Chen has accused judges involved in the case of abusing the principle of judicial discretion and of passing judgement based on their political stance and personal bias.
Then-prosecutor-general Huang Shih-ming (黃世銘), who passed the information on to Ma, was found guilty, but did not have to serve a 15-month sentence and paid a fine instead, Chen said on Tuesday.
Chen has made statements about alleged misconduct, failures and corruption in the justice system, and the perception that judges favor wealthy people who hold political power.
“We can see from many cases … that Taiwan’s judiciary is not the last line of defense when it comes to upholding justice for the people.
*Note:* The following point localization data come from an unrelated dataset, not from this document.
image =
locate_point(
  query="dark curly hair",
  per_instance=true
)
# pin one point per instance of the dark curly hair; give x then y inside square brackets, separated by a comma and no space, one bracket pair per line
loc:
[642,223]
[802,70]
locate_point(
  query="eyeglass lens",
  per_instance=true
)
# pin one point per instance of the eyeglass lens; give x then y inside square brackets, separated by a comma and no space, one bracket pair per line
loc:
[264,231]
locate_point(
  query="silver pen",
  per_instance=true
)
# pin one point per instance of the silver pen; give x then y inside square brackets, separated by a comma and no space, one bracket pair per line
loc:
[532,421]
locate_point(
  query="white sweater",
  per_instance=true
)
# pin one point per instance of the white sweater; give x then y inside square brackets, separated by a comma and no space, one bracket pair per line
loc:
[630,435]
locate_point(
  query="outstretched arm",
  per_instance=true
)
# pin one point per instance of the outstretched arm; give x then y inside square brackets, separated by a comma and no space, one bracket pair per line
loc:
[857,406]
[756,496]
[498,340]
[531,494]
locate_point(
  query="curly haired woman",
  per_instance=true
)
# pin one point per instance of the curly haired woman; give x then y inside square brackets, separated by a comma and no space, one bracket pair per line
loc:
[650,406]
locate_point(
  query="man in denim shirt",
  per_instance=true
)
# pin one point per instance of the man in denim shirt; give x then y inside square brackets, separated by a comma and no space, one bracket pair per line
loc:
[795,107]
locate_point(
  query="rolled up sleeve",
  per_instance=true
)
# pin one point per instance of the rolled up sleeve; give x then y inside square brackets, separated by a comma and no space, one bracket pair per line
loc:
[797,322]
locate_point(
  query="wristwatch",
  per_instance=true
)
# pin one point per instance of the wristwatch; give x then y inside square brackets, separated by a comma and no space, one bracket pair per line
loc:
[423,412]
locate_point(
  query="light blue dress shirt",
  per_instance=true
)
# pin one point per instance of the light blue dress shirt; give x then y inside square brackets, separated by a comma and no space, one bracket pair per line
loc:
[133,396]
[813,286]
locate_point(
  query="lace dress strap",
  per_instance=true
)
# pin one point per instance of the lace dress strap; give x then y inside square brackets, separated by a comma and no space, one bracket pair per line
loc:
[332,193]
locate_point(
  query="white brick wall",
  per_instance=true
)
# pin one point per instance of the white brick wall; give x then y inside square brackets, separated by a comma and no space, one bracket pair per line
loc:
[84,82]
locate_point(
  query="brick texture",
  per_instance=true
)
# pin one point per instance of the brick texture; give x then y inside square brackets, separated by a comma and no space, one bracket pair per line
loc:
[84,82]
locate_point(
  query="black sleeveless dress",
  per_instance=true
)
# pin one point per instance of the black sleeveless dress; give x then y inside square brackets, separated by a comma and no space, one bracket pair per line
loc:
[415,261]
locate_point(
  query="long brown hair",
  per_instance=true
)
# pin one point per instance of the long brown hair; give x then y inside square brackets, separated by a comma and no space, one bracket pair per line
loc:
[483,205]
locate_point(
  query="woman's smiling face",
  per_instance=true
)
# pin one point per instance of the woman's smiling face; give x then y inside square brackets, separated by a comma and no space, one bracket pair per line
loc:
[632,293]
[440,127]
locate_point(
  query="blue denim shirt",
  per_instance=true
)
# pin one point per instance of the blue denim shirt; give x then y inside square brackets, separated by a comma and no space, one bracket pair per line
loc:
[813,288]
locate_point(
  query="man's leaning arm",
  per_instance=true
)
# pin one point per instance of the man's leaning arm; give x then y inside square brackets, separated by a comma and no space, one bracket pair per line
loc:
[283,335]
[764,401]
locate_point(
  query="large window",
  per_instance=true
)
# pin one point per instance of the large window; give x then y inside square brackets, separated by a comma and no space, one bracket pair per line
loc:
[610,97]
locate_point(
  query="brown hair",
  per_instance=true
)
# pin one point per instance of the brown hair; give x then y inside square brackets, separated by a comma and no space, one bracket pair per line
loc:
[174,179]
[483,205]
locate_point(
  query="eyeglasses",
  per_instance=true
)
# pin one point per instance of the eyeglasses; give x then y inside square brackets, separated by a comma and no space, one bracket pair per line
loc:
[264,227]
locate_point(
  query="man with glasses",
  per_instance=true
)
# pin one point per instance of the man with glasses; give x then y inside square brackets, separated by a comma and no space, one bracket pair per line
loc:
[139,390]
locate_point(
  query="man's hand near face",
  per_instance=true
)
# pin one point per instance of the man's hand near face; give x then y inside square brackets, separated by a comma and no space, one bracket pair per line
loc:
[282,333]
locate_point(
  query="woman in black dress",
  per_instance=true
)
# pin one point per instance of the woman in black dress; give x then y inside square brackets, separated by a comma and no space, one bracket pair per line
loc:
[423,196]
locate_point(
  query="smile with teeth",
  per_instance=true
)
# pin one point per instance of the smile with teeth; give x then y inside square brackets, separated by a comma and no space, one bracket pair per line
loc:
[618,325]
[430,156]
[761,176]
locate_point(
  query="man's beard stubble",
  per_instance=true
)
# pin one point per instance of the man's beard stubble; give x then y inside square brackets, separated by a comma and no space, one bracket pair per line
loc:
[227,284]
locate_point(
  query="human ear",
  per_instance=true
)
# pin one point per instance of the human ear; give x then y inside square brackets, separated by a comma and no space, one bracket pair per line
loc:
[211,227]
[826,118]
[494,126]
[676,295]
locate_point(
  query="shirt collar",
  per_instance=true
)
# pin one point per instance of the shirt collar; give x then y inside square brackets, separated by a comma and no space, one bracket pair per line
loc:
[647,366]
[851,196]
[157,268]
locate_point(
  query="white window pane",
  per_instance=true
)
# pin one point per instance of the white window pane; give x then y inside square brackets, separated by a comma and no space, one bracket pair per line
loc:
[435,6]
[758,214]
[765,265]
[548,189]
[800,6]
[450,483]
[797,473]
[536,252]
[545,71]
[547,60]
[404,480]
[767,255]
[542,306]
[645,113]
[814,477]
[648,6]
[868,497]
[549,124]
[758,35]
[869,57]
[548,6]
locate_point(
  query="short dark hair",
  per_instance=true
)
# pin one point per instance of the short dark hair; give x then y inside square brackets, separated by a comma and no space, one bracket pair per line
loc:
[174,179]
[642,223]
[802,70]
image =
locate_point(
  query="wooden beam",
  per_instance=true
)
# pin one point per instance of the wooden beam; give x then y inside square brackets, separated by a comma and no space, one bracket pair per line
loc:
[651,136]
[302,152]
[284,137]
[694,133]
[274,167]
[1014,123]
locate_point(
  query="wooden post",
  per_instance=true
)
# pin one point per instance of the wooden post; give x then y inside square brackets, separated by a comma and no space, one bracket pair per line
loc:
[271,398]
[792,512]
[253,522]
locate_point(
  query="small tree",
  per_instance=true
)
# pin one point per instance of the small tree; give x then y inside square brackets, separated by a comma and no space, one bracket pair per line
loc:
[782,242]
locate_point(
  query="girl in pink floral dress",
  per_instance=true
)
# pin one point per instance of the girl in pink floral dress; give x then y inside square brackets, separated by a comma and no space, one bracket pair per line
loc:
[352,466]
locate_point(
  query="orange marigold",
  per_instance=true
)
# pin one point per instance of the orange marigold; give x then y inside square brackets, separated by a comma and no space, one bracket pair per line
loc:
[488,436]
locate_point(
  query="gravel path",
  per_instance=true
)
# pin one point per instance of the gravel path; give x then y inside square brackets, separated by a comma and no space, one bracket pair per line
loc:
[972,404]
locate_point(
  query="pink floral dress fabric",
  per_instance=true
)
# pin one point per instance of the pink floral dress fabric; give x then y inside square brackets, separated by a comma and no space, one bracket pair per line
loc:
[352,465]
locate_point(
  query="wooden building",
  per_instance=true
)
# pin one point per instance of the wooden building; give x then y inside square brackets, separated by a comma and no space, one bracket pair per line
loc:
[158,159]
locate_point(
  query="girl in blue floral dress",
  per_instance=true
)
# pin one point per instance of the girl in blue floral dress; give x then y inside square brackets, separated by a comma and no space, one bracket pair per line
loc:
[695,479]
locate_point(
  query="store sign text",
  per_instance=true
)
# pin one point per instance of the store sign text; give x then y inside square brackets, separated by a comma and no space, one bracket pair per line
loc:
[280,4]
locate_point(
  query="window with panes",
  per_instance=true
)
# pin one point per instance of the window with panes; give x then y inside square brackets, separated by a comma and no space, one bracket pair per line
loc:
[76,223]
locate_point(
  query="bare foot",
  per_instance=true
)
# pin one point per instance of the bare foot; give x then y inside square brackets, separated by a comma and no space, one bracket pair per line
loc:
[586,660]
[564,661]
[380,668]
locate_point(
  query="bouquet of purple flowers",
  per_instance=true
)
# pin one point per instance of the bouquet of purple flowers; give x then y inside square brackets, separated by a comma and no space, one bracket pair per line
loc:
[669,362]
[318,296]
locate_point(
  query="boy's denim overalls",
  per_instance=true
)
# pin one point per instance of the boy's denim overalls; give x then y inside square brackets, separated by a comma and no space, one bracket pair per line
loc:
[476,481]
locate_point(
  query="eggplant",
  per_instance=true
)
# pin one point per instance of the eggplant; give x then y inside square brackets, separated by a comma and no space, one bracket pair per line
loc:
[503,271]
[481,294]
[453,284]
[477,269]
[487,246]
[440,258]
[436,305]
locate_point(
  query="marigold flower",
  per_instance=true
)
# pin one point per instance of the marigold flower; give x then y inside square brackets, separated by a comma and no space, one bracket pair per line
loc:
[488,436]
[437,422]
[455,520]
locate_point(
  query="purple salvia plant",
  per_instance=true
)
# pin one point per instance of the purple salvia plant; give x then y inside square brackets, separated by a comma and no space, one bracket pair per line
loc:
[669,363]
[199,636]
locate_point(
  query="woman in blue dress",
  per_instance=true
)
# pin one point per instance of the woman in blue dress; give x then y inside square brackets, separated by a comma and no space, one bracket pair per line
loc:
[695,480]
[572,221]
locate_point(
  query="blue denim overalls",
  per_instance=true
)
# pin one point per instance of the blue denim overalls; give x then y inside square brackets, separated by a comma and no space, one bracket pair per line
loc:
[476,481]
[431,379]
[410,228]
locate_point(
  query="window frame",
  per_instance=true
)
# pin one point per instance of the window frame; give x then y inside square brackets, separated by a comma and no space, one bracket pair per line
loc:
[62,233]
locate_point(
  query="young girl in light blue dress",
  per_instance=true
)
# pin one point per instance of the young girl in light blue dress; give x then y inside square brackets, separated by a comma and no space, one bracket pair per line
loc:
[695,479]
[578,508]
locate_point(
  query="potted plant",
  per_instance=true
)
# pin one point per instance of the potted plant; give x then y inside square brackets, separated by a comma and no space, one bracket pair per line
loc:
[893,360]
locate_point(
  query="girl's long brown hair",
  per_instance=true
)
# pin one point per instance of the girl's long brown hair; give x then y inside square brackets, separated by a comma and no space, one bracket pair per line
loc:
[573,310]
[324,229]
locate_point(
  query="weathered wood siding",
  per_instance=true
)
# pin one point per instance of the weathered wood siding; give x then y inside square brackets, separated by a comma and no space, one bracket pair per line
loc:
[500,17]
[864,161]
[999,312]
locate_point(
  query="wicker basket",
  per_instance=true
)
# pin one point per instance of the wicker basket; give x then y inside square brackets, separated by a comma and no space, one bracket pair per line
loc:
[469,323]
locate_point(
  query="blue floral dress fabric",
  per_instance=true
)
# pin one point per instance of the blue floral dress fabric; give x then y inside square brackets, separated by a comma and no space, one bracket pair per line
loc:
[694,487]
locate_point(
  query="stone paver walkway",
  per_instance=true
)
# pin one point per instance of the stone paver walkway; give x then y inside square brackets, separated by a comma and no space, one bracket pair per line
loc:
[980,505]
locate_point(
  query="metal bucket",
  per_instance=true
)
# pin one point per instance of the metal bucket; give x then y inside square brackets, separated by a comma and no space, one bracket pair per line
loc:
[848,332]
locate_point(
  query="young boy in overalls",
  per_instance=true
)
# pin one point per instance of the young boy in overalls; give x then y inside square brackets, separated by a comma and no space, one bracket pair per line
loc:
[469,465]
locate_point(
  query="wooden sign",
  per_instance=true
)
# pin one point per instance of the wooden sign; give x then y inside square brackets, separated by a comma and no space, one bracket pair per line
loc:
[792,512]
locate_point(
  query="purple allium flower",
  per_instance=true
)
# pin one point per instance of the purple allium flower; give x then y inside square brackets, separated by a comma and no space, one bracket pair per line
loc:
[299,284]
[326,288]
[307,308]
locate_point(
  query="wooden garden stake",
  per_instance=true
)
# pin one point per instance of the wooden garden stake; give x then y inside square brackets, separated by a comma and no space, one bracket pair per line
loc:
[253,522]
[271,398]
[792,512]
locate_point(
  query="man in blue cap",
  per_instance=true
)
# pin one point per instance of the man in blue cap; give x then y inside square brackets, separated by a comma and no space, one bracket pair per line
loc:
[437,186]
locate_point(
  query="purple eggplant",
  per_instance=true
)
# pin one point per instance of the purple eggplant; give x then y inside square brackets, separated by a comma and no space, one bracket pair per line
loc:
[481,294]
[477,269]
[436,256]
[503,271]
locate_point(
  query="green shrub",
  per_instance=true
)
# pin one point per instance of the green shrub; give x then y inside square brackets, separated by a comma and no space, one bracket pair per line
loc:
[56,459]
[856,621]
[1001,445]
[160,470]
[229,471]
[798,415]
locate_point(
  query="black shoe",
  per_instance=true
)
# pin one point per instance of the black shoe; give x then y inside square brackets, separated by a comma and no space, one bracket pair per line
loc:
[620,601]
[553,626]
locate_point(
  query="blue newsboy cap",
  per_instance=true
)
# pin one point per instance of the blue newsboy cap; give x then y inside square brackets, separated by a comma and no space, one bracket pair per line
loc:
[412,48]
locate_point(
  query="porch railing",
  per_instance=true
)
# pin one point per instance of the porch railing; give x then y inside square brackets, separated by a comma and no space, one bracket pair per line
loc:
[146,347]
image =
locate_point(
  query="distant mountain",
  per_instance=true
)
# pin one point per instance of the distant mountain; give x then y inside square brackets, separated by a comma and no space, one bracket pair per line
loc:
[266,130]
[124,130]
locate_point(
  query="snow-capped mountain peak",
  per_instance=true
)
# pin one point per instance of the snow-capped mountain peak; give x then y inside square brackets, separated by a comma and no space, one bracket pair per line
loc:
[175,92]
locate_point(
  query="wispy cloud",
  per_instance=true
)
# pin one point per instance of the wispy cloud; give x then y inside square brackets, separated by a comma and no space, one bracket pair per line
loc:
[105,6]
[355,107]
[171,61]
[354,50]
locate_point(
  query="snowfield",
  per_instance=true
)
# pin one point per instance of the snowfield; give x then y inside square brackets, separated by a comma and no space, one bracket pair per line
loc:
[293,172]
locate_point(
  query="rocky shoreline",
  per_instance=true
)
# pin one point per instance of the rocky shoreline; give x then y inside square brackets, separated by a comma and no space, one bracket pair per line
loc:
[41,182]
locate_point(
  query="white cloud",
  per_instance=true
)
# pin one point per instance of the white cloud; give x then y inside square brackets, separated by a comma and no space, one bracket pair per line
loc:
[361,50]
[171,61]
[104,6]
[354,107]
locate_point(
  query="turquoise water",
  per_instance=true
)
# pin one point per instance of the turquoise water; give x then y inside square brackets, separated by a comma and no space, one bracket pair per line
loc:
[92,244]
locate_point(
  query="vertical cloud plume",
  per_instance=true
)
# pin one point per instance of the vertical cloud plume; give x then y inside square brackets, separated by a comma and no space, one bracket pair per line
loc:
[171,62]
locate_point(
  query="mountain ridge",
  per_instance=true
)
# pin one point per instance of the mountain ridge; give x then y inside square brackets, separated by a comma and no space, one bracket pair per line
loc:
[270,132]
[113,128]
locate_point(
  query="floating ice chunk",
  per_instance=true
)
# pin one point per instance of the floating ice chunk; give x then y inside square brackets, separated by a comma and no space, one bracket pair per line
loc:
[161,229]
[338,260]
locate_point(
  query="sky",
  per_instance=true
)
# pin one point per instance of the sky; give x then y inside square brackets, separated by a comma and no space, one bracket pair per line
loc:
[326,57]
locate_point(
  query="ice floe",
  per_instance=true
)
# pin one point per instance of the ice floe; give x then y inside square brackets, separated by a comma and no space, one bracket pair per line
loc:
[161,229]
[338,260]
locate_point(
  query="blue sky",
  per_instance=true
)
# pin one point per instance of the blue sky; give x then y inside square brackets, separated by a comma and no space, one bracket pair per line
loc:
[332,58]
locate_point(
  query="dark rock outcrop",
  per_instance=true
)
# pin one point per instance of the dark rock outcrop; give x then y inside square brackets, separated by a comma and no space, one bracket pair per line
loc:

It is the preserve of conservative forces, the final stronghold of the one party-state’s political ideology,” Chen said, referring to the KMT.
Chen said that if there is no power authorized to monitor the justice system, then “judicial independence” is in reality “judicial dictatorship.”
The Judges’ Association of the Republic of China, as well as other organizations for judges and judiciary officials, have launched a petition protesting Chen’s remarks and released a statement saying that they would protect judicial independence from tampering by Chen and other Control Yuan members.
Chen served as a top aide to former president Chen Shui-bian (陳水扁), and was deputy Taipei mayor and Democratic Progressive Party secretary-general.
He has been highly critical of the justice system, as it found Chen Shui-bian guilty of corruption, while Ma has been consistently cleared of corruption charges.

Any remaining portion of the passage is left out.